Answers to Financial Mangement

Submitted by: Submitted by

Views: 10

Words: 11179

Pages: 45

Category: Business and Industry

Date Submitted: 10/20/2015 04:29 AM

Report This Essay

Chapter 10

The Basics of Capital Budgeting:

Evaluating Cash Flows

ANSWERS TO END-OF-CHAPTER QUESTIONS

10-1

a. Capital budgeting is the whole process of analyzing projects and deciding whether

they should be included in the capital budget. This process is of fundamental

importance to the success or failure of the firm as the fixed asset investment decisions

chart the course of a company for many years into the future. The payback, or

payback period, is the number of years it takes a firm to recover its project

investment. Payback may be calculated with either raw cash flows (regular payback)

or discounted cash flows (discounted payback). In either case, payback does not

capture a project's entire cash flow stream and is thus not the preferred evaluation

method. Note, however, that the payback does measure a project's liquidity, and

hence many firms use it as a risk measure.

b.

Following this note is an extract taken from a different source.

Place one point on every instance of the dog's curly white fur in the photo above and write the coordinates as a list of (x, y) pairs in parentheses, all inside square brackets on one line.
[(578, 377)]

Mutually exclusive projects cannot be performed at the same time. We can choose

either Project 1 or Project 2, or we can reject both, but we cannot accept both

projects. Independent projects can be accepted or rejected individually.

c. The net present value (NPV) and internal rate of return (IRR) techniques are

discounted cash flow (DCF) evaluation techniques. These are called DCF methods

because they explicitly recognize the time value of money. NPV is the present value

of the project's expected future cash flows (both inflows and outflows), discounted at

the appropriate cost of capital. NPV is a direct measure of the value of the project to

shareholders. The internal rate of return (IRR) is the discount rate that equates the

present value of the expected future cash inflows and outflows. IRR measures the

rate of return on a project, but it assumes that all cash flows can be reinvested at the

IRR rate.

d. The modified internal rate of return (MIRR) assumes that cash flows from all projects

are reinvested at the cost of capital as opposed to the project's own...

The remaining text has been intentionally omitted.